5. Verify HTTPS – Whenever you are passing sensitive information such as credit cards or bank information, make sure the address bar shows “HTTPS://” rather than just “HTTP://” and that you have a secure lock icon at the upper or bottom corner of your Web browser. You can also double-click the lock to guarantee the third-party certificate that provides the HTTPS service. Many types of attacks are not encrypted but mimic an encrypted page. Always look to make sure the Web page is truly encrypted.

6. Get educated – Educate yourself on how to prevent these types of attacks. A little research on the Internet may save you a great deal of pain if you are ever the victim of identity theft. You can report any suspicious activity to the FTC (in the U.S.). You can also file a phishing complaint at www.ftc.gov. Another great resource is the FTC’s identity theft page to learn how to minimize your risk of damage from ID theft.
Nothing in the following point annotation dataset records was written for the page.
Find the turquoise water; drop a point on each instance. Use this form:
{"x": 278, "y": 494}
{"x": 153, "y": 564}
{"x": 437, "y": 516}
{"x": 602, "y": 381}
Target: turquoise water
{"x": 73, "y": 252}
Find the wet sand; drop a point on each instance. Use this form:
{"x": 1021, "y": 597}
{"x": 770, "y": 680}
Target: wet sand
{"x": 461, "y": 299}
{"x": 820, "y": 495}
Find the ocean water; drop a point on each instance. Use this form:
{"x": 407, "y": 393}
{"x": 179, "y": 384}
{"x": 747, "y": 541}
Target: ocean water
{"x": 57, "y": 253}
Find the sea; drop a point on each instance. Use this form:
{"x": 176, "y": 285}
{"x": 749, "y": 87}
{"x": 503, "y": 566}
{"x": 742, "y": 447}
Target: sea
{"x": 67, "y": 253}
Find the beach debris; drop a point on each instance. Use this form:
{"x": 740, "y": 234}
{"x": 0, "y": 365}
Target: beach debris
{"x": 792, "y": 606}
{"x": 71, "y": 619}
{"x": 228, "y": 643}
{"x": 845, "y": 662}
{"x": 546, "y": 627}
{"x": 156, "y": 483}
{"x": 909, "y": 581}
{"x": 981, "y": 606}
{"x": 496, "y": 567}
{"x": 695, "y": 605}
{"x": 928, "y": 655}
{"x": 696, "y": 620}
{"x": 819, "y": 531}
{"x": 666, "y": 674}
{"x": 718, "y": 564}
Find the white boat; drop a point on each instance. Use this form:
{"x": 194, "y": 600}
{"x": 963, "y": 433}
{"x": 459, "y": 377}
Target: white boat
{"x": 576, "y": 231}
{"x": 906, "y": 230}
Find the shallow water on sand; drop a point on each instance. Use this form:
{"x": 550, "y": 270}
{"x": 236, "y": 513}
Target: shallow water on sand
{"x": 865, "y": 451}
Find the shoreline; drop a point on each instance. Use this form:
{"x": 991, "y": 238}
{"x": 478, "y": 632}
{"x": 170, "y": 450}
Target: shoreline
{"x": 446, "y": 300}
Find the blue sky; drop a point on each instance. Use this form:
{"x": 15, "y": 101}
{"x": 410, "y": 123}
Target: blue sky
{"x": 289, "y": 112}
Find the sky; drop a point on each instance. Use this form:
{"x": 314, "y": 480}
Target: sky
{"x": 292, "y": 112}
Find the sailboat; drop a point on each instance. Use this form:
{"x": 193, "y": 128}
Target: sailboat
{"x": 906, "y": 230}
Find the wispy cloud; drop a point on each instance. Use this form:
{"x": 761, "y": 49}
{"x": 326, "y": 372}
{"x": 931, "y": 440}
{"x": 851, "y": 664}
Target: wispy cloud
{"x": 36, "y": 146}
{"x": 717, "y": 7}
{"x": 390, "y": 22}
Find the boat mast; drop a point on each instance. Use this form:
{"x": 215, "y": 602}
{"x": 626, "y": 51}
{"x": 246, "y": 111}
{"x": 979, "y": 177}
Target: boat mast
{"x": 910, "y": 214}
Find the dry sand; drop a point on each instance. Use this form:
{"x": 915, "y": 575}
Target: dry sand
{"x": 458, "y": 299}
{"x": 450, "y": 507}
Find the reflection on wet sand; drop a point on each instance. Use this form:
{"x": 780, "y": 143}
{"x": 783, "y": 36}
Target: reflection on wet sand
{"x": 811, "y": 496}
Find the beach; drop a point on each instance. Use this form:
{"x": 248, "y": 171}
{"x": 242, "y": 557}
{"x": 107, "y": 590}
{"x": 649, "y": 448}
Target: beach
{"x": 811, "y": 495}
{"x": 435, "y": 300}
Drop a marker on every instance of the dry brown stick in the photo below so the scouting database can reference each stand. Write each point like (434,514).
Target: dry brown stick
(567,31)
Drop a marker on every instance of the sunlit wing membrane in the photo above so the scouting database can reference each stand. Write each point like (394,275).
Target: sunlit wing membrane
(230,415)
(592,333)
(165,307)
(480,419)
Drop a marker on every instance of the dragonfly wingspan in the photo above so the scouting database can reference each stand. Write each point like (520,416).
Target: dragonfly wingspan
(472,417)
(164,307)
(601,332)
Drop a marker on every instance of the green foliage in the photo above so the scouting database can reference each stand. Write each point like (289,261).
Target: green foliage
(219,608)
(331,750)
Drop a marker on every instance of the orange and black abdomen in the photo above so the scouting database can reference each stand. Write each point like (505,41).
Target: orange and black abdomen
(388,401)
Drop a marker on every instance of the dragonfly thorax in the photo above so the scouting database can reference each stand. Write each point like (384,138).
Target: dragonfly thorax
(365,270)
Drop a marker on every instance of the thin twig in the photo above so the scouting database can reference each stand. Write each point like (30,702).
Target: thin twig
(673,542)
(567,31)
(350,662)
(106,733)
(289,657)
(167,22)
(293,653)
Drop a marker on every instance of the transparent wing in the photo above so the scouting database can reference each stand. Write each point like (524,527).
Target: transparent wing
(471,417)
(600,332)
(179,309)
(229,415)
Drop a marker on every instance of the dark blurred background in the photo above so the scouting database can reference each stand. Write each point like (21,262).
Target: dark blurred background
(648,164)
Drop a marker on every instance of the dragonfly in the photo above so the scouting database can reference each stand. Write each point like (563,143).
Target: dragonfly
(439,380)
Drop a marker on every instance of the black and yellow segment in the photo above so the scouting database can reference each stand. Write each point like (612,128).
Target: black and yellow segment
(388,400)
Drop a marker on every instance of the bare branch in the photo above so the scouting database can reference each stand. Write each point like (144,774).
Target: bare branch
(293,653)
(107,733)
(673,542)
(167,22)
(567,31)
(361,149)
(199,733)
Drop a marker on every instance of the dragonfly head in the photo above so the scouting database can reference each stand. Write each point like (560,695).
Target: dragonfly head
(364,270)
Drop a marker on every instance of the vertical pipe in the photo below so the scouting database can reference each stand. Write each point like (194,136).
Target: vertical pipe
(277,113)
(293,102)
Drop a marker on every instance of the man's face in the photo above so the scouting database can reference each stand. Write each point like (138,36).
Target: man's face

Visit the FTC’s spam page to learn other ways to avoid e-mail scams and deal with deceptive spam.

7. Keep your system and applications up-to-date –By keeping your computer updated, you will protect your system and applications against known exploits that can be used in phishing attacks.

8. Use a desktop (software) and network (hardware) firewall – The incorporation of a firewall can prevent malicious code from entering your computer and hijacking your browser.

9. Keep a backup copy or image of your computer in case of foul play – You can then revert back to a pure system state if you suspect that a phishing attack, spyware, or malware has compromised the system.

10. Don’t enter sensitive or financial information into pop-up windows – A common phishing technique is to launch a bogus pop-up window when someone clicks on a link in a phishing e-mail message. This window may even be positioned directly over a window you trust. Even if the pop-up window looks official or claims to be secure, you should avoid entering sensitive information because there is no way to check the security certificate. Close the pop-up windows by clicking on the X in the top-right corner. Clicking cancel may send you to another link or download malicious code.

11. Secure the hosts file – A hacker can compromise the hosts file on a desktop system and send a user to a fraudulent site. Configuring the host file to read-only may alleviate the problem, but complete protection will depend on having a good desktop protection software that protect against tampering by outside attackers and keep browsing safe.

12. Protect against DNS pharming attacks – This is a phishing attack that doesn’t spam you with e-mails but poisons your local DNS server to redirect your Web requests to a different Web site that looks similar to a company Web site. For example, the user types in eBay’s Web address but the poisoned DNS server redirects the user to a fraudulent site. This needs to be handled by an administrator who can use modern security techniques to lock down the company’s DNS servers.